[American Merchant Ships and Sailors by Willis J. Abbot]@TWC D-Link bookAmerican Merchant Ships and Sailors CHAPTER IV 11/60
Moreover, the sperm-whale had in him qualities of value that made him a richer prize than his Greenland cousin. True, he lacked the useful bone.
His feeding habits did not necessitate a sieve, for, as beseems a giant, he devoured stout victuals, pieces of great squids--the fabled devil-fish--as big as a man's body being found in his stomach.
Such a diet develops his fighting qualities, and while the right whale usually takes the steel sullenly, and dies like an overgrown seal, the cachalot fights fiercely, now diving with such a rush that he has been known to break his jaw by the fury with which he strikes the bottom at the depth of 200 fathoms; now raising his enormous bulk in air, to fall with an all-obliterating crash upon the boat which holds his tormentors, or sending boat and men flying into the air with a furious blow of his gristly flukes, or turning on his back and crunching his assailants between his cavernous jaws.

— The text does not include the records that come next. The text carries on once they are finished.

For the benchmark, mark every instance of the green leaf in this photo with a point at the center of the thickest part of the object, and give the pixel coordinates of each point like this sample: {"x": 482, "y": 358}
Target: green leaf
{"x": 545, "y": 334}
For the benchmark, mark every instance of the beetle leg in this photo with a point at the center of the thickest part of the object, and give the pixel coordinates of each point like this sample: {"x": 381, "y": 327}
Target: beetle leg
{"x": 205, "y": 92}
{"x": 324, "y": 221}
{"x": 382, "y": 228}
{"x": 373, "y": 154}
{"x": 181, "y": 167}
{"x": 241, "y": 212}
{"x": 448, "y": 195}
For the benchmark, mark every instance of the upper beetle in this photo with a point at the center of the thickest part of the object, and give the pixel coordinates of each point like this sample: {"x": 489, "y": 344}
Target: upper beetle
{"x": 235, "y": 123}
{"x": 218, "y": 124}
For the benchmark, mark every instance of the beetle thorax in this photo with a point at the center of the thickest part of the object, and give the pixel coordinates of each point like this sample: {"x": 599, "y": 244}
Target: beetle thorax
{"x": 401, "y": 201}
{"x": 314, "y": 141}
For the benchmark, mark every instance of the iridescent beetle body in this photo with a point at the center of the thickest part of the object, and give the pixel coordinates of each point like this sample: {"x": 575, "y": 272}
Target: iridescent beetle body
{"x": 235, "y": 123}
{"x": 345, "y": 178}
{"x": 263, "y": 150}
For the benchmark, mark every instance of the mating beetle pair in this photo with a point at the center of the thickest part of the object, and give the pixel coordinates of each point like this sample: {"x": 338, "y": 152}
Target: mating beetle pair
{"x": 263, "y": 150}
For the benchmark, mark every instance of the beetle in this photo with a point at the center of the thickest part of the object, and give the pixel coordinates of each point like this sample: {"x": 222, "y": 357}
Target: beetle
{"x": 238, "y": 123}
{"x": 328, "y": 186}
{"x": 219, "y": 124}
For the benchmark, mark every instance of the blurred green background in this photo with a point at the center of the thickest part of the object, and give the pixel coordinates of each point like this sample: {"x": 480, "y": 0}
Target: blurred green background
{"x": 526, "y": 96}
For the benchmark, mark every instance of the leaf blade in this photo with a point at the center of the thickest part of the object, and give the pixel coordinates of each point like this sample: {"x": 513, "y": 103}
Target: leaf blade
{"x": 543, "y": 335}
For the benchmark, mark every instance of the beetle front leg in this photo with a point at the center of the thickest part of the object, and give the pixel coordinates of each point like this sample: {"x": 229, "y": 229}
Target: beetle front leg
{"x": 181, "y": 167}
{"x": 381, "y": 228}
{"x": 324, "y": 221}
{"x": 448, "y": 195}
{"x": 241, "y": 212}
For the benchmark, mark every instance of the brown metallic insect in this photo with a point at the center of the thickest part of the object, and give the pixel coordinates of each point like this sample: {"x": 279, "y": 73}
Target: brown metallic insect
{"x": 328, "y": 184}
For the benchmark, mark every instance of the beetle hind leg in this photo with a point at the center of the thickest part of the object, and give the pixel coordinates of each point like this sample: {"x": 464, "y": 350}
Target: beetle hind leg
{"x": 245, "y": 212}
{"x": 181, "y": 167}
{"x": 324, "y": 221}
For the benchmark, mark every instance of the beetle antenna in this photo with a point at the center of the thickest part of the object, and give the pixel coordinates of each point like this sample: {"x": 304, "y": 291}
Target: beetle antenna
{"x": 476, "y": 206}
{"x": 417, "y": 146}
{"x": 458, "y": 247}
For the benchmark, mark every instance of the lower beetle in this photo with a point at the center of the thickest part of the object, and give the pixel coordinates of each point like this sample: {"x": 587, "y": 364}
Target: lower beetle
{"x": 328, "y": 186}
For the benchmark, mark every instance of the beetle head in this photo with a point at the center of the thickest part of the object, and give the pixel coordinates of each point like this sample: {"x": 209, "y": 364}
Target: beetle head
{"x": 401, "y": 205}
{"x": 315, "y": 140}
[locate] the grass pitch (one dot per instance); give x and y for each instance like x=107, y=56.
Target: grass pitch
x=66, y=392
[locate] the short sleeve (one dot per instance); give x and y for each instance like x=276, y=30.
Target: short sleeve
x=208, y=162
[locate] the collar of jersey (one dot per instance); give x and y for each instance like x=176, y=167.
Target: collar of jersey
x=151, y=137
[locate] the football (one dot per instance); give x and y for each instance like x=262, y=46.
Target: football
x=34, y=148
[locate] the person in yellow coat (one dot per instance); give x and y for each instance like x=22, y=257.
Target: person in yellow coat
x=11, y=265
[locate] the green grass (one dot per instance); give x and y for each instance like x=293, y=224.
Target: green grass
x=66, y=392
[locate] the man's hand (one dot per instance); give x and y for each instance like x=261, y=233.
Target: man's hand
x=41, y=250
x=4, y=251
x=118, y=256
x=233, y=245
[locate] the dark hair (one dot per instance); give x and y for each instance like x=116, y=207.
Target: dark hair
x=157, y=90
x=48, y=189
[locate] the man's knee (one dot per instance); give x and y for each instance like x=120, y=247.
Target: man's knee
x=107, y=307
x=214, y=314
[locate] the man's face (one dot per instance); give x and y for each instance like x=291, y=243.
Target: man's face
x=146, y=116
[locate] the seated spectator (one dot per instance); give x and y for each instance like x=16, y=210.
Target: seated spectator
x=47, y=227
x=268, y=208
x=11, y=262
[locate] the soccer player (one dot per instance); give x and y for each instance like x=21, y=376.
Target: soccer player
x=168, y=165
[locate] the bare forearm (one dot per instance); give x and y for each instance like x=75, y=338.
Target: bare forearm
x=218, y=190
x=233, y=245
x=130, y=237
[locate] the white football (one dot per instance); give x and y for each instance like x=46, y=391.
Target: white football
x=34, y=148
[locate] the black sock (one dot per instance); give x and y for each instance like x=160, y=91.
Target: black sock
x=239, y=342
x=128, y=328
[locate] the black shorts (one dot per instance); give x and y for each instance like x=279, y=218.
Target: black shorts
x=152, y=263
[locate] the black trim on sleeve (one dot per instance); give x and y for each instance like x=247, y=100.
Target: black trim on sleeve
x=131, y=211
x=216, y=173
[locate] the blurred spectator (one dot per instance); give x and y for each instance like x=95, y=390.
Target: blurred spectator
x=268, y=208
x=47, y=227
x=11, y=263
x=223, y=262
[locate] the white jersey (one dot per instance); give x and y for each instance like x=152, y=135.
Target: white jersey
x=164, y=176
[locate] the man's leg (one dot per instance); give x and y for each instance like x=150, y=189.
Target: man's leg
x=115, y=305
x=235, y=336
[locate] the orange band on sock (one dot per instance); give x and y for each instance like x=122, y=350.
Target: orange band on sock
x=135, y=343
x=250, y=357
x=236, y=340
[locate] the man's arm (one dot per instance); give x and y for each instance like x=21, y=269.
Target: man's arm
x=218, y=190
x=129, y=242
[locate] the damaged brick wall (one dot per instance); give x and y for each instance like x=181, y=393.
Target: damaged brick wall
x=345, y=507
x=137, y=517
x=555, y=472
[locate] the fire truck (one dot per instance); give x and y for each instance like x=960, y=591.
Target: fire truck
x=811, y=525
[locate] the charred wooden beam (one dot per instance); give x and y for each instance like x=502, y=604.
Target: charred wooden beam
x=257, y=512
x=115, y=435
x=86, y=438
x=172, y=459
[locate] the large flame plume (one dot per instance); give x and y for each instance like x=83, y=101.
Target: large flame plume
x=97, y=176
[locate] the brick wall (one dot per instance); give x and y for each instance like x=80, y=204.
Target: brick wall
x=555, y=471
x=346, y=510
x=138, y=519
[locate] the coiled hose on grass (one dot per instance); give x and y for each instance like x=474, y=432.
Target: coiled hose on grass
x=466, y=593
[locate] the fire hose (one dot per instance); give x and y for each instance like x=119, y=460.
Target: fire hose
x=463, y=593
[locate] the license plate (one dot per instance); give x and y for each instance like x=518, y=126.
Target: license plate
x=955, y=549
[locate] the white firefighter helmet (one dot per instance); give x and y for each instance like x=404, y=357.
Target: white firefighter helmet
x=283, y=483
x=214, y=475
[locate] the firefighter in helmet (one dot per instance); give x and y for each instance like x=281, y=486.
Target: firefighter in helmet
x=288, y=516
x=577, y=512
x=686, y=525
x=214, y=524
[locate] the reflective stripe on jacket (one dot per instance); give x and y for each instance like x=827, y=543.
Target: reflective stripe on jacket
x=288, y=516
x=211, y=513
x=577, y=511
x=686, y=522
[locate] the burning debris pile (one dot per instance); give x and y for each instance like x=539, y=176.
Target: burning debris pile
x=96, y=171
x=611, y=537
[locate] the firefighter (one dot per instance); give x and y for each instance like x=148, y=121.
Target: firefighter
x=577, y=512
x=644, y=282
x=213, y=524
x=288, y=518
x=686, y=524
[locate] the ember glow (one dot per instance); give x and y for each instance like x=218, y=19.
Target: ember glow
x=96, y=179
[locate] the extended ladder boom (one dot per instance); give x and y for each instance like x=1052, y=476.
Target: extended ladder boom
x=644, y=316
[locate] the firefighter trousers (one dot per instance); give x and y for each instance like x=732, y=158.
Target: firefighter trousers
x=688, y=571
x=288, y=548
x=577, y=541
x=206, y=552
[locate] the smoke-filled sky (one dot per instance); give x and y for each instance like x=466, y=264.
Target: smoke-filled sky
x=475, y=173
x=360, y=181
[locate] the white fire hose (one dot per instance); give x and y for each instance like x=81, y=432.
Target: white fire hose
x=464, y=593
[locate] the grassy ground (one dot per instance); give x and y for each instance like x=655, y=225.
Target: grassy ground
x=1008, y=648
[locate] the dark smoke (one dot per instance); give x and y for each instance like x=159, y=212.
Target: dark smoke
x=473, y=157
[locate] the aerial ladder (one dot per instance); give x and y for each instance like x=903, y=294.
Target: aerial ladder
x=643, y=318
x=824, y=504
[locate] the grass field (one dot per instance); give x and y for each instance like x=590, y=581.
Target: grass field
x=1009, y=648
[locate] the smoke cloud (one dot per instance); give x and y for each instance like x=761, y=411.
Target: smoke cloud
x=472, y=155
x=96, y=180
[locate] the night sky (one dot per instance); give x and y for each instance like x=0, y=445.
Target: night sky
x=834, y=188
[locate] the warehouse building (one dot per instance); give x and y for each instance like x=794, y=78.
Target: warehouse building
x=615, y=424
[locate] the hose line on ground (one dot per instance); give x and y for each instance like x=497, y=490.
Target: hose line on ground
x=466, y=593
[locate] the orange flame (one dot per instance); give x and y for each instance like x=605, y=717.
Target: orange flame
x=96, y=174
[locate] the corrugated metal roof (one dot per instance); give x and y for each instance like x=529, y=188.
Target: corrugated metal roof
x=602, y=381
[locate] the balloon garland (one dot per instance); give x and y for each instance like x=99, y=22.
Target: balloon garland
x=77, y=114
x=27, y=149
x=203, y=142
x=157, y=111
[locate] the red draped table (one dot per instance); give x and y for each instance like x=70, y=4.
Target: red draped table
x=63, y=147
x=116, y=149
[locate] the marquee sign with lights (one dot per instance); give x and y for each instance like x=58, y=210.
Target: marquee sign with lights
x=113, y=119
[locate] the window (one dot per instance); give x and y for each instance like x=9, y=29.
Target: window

Descriptions of the dying flurry of the sperm-whale are plentiful in whaling literature, many of the best of them being in that ideal whaleman's log "The Cruise of the Cachalot," by Frank T.Bullen.I quote one of these: "Suddenly the mate gave a howl: 'Starn all--starn all! Oh, starn!' and the oars bent like canes as we obeyed--there was an upheaval of the sea just ahead; then slowly, majestically, the vast body of our foe rose into the air.
Up, up it went while my heart stood still, until the whole of that immense creature hung on high, apparently motionless, and then fell--a hundred tons of solid flesh--back into the sea.